LONDON, March 14 (Xinhua) -- Researchers have developed a cost-effective way of harnessing solar power to produce hydrogen from biomass, according to a study released Tuesday by the University of Cambridge.
Biomass has been a source of heat and energy since the beginning of recorded history. Lignocellulose is the main component of plant biomass and up to now its conversion into hydrogen has only been achieved through a gasification process which uses high temperatures to decompose it fully.
A team of researchers at the University of Cambridge designed a new method that could carry out the conversion in a simple and cost-effective way.
The new technology relies on a simple photocatalytic conversion process. Catalytic nanoparticles are added to alkaline water in which the biomass is suspended. This is then placed in front of a light in the lab which mimics solar light.
The solution is ideal for absorbing this light and converting the biomass into gaseous hydrogen which can then be collected and used for power.

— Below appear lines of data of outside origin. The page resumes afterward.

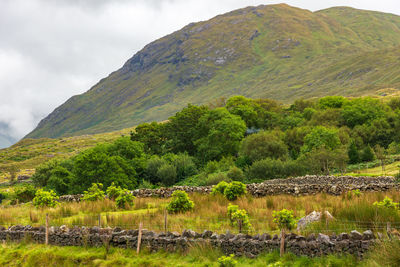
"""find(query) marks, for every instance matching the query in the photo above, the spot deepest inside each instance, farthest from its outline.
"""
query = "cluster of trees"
(242, 139)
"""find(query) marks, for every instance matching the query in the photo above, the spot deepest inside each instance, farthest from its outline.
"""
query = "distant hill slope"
(274, 51)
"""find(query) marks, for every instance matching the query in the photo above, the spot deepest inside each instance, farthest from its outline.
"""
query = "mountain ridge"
(274, 51)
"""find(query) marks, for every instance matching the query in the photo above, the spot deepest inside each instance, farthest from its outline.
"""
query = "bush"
(387, 203)
(232, 209)
(167, 174)
(25, 193)
(235, 190)
(45, 198)
(125, 199)
(284, 219)
(219, 188)
(94, 193)
(215, 178)
(113, 192)
(180, 202)
(235, 174)
(227, 261)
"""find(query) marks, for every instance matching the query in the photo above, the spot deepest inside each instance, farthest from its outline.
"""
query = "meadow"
(351, 211)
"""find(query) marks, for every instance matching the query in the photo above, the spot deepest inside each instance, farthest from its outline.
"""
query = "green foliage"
(321, 137)
(235, 190)
(25, 193)
(219, 188)
(180, 202)
(94, 193)
(113, 191)
(352, 152)
(231, 209)
(227, 261)
(235, 174)
(240, 217)
(262, 145)
(215, 178)
(284, 219)
(124, 199)
(219, 134)
(45, 199)
(367, 154)
(387, 203)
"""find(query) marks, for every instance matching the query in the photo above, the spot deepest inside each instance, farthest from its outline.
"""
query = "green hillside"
(275, 51)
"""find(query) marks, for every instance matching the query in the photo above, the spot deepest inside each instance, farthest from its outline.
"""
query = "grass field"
(210, 213)
(40, 255)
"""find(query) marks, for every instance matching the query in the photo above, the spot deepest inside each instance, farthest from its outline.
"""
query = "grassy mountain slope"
(274, 51)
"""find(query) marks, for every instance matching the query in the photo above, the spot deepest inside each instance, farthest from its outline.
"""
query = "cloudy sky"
(53, 49)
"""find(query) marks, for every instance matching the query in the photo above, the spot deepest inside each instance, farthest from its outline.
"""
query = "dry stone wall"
(240, 244)
(305, 185)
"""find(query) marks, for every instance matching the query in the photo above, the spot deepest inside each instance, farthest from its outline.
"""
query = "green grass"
(40, 255)
(338, 51)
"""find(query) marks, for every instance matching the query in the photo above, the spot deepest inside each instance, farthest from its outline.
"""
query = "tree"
(361, 110)
(181, 129)
(321, 137)
(352, 152)
(263, 145)
(285, 221)
(180, 202)
(367, 154)
(380, 153)
(45, 199)
(152, 135)
(219, 134)
(94, 193)
(95, 165)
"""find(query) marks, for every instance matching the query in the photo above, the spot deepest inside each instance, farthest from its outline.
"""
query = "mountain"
(273, 51)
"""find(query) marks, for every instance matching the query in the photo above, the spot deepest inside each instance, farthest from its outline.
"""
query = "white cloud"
(53, 49)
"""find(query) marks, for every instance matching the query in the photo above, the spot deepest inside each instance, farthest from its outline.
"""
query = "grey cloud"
(53, 49)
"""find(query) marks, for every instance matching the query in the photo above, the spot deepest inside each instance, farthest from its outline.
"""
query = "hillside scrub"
(247, 140)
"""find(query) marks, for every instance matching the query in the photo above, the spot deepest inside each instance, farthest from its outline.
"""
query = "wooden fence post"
(165, 220)
(47, 230)
(282, 251)
(139, 238)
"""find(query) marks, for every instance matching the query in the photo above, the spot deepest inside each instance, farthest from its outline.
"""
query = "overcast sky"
(53, 49)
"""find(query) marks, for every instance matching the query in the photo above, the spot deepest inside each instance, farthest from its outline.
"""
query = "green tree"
(352, 152)
(285, 221)
(94, 193)
(182, 128)
(321, 137)
(45, 199)
(220, 134)
(152, 135)
(263, 145)
(180, 202)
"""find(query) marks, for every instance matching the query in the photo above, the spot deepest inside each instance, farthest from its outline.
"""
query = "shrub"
(167, 174)
(235, 190)
(25, 193)
(45, 198)
(232, 209)
(284, 219)
(235, 215)
(227, 261)
(94, 193)
(124, 199)
(180, 202)
(387, 203)
(113, 191)
(215, 178)
(235, 174)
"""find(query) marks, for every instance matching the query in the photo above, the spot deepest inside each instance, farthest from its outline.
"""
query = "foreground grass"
(210, 213)
(40, 255)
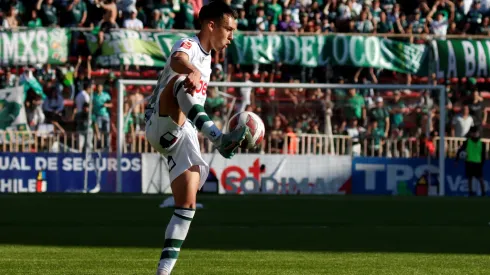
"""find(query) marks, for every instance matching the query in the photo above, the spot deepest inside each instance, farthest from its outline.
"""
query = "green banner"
(36, 46)
(128, 47)
(312, 51)
(462, 58)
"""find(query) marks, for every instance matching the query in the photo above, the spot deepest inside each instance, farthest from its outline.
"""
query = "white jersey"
(197, 57)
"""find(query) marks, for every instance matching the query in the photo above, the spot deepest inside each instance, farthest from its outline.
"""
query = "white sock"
(174, 237)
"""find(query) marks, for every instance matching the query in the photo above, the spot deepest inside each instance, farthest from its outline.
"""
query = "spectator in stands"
(364, 25)
(242, 21)
(277, 136)
(108, 21)
(9, 79)
(167, 13)
(11, 21)
(384, 26)
(381, 115)
(34, 20)
(136, 101)
(474, 18)
(132, 22)
(475, 104)
(355, 132)
(53, 105)
(49, 13)
(82, 76)
(418, 25)
(34, 112)
(274, 10)
(443, 17)
(397, 110)
(376, 136)
(100, 109)
(75, 15)
(85, 129)
(354, 108)
(462, 123)
(261, 22)
(475, 158)
(82, 98)
(185, 17)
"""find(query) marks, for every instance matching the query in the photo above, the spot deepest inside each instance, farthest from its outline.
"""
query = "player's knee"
(178, 83)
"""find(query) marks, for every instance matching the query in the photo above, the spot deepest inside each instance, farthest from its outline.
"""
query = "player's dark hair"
(215, 10)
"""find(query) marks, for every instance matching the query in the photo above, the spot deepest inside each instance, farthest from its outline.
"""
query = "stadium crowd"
(358, 113)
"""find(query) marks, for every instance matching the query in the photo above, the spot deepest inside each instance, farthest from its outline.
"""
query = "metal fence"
(294, 144)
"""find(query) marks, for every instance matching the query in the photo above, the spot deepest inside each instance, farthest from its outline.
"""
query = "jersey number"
(202, 88)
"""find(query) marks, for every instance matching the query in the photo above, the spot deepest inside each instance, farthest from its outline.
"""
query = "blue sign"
(71, 172)
(411, 176)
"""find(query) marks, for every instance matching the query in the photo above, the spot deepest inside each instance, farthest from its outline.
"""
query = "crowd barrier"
(278, 174)
(293, 144)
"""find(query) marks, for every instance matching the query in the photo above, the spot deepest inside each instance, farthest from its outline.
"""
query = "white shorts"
(178, 144)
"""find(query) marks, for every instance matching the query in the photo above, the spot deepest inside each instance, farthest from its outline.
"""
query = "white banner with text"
(265, 174)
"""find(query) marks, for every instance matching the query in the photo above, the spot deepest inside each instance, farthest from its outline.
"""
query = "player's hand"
(192, 82)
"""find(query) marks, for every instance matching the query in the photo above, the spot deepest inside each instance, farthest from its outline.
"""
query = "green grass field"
(113, 234)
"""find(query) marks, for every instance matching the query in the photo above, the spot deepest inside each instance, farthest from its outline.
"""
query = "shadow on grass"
(293, 223)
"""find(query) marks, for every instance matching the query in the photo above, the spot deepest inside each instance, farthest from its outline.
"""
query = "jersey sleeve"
(187, 46)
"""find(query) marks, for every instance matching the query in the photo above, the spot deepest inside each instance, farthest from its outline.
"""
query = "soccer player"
(175, 107)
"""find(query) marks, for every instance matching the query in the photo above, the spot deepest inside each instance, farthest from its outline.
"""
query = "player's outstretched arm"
(184, 88)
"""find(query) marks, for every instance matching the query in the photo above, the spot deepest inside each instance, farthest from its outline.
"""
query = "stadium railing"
(295, 144)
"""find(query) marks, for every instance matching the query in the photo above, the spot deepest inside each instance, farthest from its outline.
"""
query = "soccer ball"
(254, 123)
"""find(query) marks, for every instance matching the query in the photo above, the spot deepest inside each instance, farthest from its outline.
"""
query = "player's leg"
(194, 111)
(184, 189)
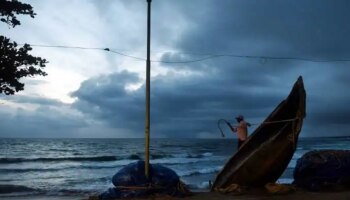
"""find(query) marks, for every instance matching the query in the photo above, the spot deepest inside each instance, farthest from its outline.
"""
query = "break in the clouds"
(100, 94)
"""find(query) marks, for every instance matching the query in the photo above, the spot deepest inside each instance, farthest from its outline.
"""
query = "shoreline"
(255, 195)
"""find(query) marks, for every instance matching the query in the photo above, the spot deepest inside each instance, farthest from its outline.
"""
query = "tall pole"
(148, 88)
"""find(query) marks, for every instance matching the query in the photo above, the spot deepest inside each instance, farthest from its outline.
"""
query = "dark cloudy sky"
(93, 93)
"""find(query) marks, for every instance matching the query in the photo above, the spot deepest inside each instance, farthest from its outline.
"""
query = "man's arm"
(234, 129)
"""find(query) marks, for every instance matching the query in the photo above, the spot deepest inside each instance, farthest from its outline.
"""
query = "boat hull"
(268, 150)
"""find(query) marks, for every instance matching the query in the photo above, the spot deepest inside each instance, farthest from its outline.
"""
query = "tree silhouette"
(15, 62)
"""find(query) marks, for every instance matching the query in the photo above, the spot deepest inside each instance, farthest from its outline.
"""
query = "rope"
(222, 120)
(181, 187)
(272, 122)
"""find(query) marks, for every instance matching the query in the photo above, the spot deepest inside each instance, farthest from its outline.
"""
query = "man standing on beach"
(241, 129)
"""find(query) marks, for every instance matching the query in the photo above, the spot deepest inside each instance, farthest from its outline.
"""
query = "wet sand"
(298, 195)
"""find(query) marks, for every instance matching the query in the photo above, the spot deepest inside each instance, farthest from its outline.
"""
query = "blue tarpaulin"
(322, 168)
(131, 182)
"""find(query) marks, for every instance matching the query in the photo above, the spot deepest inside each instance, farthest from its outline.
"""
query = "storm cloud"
(304, 38)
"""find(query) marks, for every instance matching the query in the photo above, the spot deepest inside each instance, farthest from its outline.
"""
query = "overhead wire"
(208, 56)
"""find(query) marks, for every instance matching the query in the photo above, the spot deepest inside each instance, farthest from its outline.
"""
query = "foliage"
(15, 62)
(8, 9)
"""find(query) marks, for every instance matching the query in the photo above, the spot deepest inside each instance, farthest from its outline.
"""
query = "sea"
(64, 167)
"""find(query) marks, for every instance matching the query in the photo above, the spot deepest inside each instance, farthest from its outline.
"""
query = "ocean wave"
(94, 158)
(181, 160)
(15, 188)
(199, 186)
(200, 171)
(206, 154)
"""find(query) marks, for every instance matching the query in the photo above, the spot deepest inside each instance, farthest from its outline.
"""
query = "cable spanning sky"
(211, 60)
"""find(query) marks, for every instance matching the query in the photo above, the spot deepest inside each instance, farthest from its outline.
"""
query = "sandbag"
(131, 182)
(320, 169)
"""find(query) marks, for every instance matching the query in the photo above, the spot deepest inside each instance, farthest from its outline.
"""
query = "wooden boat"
(268, 150)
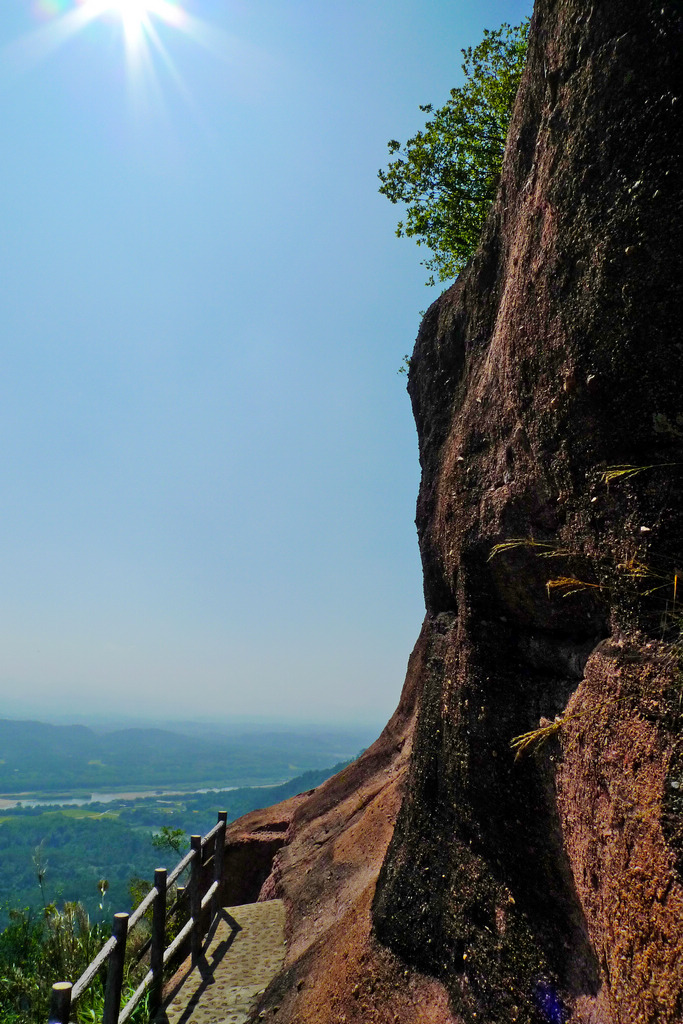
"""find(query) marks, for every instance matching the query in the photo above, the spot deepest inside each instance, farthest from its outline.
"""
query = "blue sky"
(209, 465)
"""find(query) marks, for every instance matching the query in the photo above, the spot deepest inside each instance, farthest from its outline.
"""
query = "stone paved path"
(245, 953)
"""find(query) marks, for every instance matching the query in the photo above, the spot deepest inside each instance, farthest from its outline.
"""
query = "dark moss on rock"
(557, 354)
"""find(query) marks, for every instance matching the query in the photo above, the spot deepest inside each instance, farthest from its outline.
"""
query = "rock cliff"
(546, 889)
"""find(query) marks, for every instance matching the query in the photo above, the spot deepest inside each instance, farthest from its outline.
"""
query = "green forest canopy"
(447, 173)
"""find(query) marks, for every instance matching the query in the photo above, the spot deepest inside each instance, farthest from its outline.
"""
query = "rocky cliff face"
(547, 889)
(536, 887)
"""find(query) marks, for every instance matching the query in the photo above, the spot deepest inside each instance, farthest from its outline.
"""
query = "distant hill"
(58, 759)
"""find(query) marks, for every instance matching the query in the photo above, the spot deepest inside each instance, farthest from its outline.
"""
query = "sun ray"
(136, 19)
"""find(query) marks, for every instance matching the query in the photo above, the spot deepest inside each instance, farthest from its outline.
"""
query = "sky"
(209, 466)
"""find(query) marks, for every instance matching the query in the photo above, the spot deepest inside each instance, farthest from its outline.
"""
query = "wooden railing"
(204, 892)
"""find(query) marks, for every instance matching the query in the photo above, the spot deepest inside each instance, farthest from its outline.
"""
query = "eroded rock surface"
(547, 889)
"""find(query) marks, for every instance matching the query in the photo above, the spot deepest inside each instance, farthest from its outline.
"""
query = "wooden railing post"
(218, 856)
(158, 942)
(60, 1003)
(196, 897)
(115, 970)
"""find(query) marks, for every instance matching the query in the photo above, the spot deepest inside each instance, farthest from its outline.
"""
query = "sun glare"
(139, 20)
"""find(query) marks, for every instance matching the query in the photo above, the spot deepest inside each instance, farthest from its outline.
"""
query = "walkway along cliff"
(438, 880)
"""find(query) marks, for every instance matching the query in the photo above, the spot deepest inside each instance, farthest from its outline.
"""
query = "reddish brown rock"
(547, 889)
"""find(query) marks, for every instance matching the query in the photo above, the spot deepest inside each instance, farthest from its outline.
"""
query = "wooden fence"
(204, 894)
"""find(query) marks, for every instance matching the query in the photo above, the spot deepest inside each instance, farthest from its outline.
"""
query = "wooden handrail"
(202, 896)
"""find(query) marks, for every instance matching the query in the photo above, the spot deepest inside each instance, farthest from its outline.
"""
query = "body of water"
(7, 803)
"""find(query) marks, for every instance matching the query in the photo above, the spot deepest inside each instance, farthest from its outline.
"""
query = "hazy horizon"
(209, 460)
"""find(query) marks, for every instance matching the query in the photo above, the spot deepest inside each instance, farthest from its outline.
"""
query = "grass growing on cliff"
(633, 576)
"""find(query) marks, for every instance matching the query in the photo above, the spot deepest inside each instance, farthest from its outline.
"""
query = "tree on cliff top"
(449, 172)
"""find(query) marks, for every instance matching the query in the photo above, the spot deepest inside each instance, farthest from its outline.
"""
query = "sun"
(145, 28)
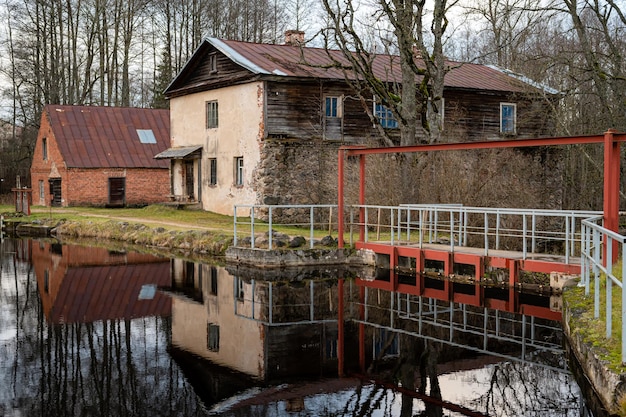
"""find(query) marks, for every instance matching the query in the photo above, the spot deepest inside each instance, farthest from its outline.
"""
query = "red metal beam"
(488, 144)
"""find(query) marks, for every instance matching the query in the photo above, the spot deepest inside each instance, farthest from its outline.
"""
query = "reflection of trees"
(109, 368)
(520, 389)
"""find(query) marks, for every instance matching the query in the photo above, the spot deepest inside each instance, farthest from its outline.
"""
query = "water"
(87, 331)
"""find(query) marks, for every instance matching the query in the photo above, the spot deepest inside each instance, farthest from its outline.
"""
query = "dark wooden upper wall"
(295, 106)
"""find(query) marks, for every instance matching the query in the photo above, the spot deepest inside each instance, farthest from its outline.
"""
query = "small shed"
(100, 156)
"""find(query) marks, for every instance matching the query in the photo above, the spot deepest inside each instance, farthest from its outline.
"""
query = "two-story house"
(100, 156)
(261, 124)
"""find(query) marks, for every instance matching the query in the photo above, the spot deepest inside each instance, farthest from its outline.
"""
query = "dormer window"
(212, 63)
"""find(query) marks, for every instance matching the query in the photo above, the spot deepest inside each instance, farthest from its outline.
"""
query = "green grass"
(593, 330)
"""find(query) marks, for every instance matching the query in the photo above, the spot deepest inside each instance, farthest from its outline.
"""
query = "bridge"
(587, 243)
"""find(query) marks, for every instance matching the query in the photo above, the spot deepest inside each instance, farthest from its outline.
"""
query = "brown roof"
(293, 61)
(94, 293)
(107, 137)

"There's a lot of chemical energy stored in raw biomass, but it's unrefined, so you can't expect it to work in complicated machinery, such as a car engine. Our system is able to convert the long, messy structures that make up biomass into hydrogen gas, which is much more useful," said David Wakerley, one of the authors of the study.
The team used different types of biomass in their experiments. The biomass didn't require any processing beforehand.
"Our sunlight-powered technology is exciting as it enables the production of clean hydrogen from unprocessed biomass under ambient conditions. We see it as a new and viable alternative to high temperature gasification and other renewable means of hydrogen production," said another of the study's authors, Erwin Reisner.
The study has been published in the journal Nature Energy.